Terbaru, ia menunjukkan determinasinya sebagai gelandang andalan kala membantu Madura United sukses mengamankan poin dan mengalahkan Dewa United, dengan skor 3-1 pada pekan ke-23 Liga 1 di Stadion Gelora Bangkalan (SGB) Madura, Sabtu (15/2/2025) lalu.

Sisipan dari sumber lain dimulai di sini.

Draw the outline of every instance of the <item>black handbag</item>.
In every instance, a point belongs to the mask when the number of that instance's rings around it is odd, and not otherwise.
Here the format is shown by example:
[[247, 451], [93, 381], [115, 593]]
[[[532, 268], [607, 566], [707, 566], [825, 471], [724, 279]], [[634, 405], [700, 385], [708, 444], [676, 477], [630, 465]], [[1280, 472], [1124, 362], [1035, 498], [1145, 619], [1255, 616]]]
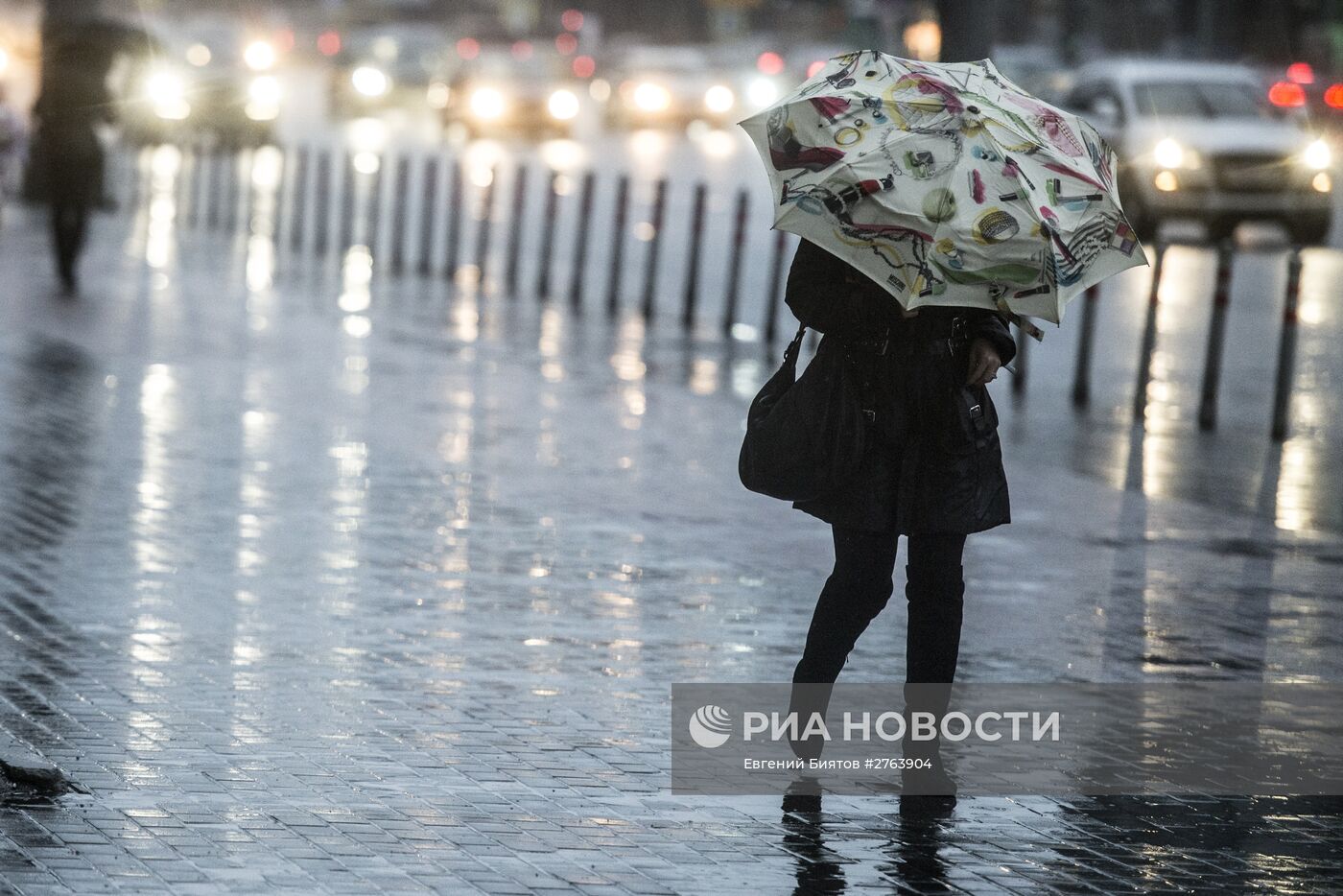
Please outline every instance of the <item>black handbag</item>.
[[807, 326], [783, 351], [783, 364], [747, 411], [737, 476], [752, 492], [783, 501], [810, 501], [845, 485], [857, 472], [876, 419], [869, 376], [847, 347], [818, 355], [798, 372]]

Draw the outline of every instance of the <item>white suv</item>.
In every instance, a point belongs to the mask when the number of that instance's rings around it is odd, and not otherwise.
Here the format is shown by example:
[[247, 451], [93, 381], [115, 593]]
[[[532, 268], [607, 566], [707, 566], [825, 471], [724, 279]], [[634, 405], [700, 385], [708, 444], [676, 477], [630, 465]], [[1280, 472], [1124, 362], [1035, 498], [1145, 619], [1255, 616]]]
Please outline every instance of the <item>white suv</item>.
[[1252, 69], [1103, 62], [1077, 73], [1065, 105], [1115, 146], [1120, 200], [1139, 236], [1167, 218], [1199, 219], [1213, 240], [1246, 219], [1281, 222], [1304, 244], [1330, 231], [1330, 144], [1275, 107]]

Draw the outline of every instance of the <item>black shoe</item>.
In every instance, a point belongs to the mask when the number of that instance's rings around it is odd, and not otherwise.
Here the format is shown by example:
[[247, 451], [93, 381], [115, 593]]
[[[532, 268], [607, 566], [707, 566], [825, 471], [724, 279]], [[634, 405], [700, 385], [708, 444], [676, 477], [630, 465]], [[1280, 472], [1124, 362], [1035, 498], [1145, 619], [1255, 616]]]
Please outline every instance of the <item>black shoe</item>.
[[798, 778], [783, 794], [783, 811], [821, 811], [821, 783], [815, 778]]
[[931, 768], [905, 768], [900, 775], [900, 814], [944, 818], [956, 807], [956, 782], [939, 760]]
[[955, 810], [955, 797], [900, 794], [901, 818], [948, 818]]
[[[811, 721], [814, 715], [819, 715], [822, 720], [825, 719], [826, 708], [830, 705], [831, 688], [833, 685], [829, 684], [792, 684], [788, 712], [798, 721], [798, 727], [795, 728], [798, 735], [802, 735], [807, 729], [807, 723]], [[821, 751], [826, 748], [826, 739], [821, 735], [788, 737], [788, 747], [792, 748], [792, 755], [798, 759], [819, 759]]]

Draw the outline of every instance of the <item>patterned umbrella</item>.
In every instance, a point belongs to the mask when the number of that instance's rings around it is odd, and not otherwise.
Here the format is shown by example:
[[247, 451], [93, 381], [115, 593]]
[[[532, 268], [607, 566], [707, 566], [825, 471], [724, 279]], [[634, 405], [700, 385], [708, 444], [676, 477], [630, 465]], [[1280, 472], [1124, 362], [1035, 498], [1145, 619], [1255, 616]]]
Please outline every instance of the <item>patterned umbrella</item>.
[[850, 262], [905, 308], [1053, 322], [1088, 286], [1147, 263], [1085, 121], [988, 60], [876, 50], [829, 60], [740, 122], [766, 160], [774, 223]]

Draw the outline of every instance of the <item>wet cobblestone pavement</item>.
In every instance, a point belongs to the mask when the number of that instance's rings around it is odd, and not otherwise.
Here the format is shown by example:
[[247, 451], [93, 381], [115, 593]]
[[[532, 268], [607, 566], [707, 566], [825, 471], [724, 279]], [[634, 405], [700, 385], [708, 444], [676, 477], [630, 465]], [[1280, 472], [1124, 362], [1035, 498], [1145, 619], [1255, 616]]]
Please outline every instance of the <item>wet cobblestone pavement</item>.
[[[0, 892], [1336, 892], [1330, 799], [672, 797], [670, 682], [787, 678], [829, 572], [736, 482], [759, 347], [357, 259], [271, 286], [211, 238], [156, 267], [105, 232], [63, 301], [32, 231], [0, 736], [90, 793], [9, 794]], [[1343, 539], [1007, 463], [967, 680], [1343, 673]], [[850, 680], [898, 677], [901, 625]]]

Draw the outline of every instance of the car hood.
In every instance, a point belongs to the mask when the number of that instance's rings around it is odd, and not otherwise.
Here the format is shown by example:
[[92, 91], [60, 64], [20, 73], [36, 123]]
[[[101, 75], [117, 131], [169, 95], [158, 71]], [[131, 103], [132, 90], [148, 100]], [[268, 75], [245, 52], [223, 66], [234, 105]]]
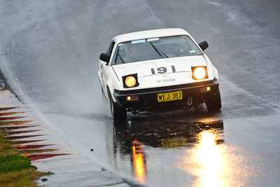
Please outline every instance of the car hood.
[[[138, 78], [146, 76], [156, 76], [165, 74], [180, 72], [191, 72], [192, 67], [207, 66], [203, 55], [164, 58], [153, 60], [132, 62], [112, 66], [119, 80], [123, 76], [137, 74]], [[166, 72], [162, 74], [162, 69], [166, 68]], [[153, 72], [154, 71], [155, 74]]]

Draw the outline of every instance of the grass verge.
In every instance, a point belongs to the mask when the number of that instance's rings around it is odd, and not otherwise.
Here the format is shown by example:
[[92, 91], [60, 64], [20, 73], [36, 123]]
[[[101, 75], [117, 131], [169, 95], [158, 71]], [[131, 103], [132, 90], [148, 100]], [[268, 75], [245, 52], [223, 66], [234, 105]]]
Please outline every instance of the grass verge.
[[[0, 122], [0, 127], [5, 123]], [[31, 159], [20, 155], [10, 141], [4, 138], [9, 135], [0, 127], [0, 186], [37, 186], [35, 180], [50, 172], [39, 172], [31, 165]]]

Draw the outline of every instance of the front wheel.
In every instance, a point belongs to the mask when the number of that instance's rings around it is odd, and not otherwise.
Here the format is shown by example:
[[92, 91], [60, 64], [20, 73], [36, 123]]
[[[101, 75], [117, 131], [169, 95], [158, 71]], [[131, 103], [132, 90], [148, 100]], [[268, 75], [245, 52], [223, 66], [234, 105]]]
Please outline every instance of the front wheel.
[[114, 121], [125, 120], [127, 119], [127, 111], [125, 108], [118, 106], [113, 100], [112, 96], [109, 94], [110, 109]]
[[220, 88], [218, 88], [217, 92], [213, 94], [207, 100], [205, 101], [205, 104], [207, 107], [207, 110], [209, 111], [219, 111], [220, 108], [222, 108]]

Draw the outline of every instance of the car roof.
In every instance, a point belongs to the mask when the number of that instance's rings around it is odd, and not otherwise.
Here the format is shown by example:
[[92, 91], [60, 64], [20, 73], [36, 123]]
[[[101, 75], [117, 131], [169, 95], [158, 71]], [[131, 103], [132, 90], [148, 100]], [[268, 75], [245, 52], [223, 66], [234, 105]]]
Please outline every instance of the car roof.
[[113, 38], [113, 40], [115, 40], [116, 43], [119, 43], [134, 40], [178, 35], [190, 36], [190, 34], [188, 34], [184, 29], [180, 28], [161, 29], [123, 34], [115, 36]]

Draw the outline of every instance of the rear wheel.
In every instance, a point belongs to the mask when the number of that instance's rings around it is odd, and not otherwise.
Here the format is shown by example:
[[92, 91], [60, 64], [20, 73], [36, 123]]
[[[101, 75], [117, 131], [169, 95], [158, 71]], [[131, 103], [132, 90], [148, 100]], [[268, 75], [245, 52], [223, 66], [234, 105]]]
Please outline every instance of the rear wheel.
[[219, 111], [220, 108], [222, 108], [220, 89], [218, 88], [217, 92], [213, 94], [206, 101], [205, 101], [205, 104], [207, 107], [207, 110], [209, 111]]
[[127, 119], [127, 111], [125, 108], [118, 106], [113, 102], [112, 96], [108, 93], [110, 99], [111, 113], [115, 121], [125, 120]]

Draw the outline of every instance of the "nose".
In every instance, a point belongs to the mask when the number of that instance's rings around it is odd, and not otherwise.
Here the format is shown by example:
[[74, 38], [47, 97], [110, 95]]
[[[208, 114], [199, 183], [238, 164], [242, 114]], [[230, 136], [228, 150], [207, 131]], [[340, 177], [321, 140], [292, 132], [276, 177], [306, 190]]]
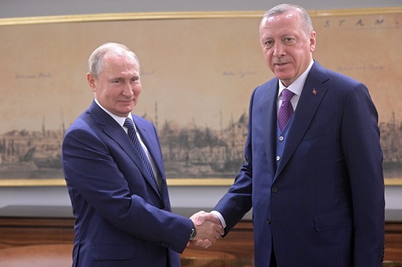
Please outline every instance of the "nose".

Memang hasil tersebut belum bisa mengangkat tim keluar dari zona merah degradasi, sekalipun saat ini Madura United sudah berangsur naik dari dasar klasemen dan menempati posisi 16 klasemen dan menggeser posisi Persis Solo dan PSS Sleman, sekalipun mereka masih tertahan di zona merah degradasi.

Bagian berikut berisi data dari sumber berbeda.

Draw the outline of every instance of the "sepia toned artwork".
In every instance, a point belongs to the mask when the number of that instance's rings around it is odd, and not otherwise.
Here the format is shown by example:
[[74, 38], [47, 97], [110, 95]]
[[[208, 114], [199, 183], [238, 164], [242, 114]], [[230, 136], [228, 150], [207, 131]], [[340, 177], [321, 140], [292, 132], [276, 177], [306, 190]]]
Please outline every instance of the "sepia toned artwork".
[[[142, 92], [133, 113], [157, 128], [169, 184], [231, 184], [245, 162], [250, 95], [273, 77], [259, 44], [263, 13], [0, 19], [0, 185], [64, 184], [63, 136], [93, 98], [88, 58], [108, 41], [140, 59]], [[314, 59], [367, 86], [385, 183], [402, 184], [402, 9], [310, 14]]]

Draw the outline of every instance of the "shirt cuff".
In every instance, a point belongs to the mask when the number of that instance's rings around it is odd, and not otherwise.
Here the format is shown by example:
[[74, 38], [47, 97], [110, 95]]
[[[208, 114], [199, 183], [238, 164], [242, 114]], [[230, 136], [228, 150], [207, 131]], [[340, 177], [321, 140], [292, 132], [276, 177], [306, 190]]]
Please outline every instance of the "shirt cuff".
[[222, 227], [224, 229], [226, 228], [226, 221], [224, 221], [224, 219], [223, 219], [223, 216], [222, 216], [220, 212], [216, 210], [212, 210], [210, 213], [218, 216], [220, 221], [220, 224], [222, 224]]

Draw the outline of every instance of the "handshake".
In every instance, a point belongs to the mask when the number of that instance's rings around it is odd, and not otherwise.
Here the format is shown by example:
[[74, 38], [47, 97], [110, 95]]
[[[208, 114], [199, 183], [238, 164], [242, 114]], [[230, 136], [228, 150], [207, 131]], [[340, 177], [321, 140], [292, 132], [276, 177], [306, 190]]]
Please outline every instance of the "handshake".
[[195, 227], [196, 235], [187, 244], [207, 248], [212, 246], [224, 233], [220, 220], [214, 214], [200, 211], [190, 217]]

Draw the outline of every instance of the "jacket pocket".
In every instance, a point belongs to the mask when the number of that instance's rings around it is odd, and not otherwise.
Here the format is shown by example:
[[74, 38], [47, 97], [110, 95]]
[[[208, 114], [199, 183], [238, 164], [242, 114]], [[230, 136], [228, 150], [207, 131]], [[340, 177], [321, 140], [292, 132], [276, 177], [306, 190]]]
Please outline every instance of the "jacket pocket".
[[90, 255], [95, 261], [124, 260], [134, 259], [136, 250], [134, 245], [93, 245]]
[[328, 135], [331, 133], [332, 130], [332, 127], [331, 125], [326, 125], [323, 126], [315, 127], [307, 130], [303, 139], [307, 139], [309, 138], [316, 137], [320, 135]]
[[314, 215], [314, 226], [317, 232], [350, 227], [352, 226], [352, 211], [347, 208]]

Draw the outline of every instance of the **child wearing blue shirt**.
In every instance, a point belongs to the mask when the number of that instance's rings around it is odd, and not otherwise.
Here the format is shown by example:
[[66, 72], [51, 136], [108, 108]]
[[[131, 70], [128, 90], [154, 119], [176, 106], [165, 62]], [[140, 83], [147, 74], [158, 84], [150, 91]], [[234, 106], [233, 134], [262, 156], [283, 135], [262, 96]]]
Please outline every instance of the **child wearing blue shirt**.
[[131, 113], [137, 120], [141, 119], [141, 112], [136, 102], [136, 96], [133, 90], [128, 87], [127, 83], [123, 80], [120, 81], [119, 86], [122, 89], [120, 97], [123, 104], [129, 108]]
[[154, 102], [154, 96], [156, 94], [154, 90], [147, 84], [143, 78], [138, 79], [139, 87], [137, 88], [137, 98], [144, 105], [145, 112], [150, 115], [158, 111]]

Torehan poin tersebut sekaligus menggenapkan poin mereka menjadi 20 poin berkat hasil 5 kali menang, 5 kali imbang dan 13 kali kalah dari 23 laga yang dijalani. Mereka memasukkan sebanyak 24 gol dan kebobolan sebanyak 44 gol.
Mereka unggul 1 poin dari PSS Sleman, yang menempati posisi 17 klasemen, serta unggul 2 poin dari Persis Solo, yang menempati posisi dasar klasemen sementara hingga memasuki pekan ke-23 kompetisi kasta tertinggi sepakbola tanah air.
Bahkan untuk keluar dari zona merah degradasi, tim kebanggaan suporter Madura Bersatu, hanya kalah agregat gol dari Semen Padang, yang menempati posisi 15 klasemen dengan torehan 20 poin identik.
Termasuk tertinggal 2 poin dari dua tim lain di posisi 13 dan 14 klasemen sementara, yakni PS Barito Putera dan PSIS Semarang, keduanya memiliki torehan poin identik, yakni 22 poin dari 23 laga yang dijalani.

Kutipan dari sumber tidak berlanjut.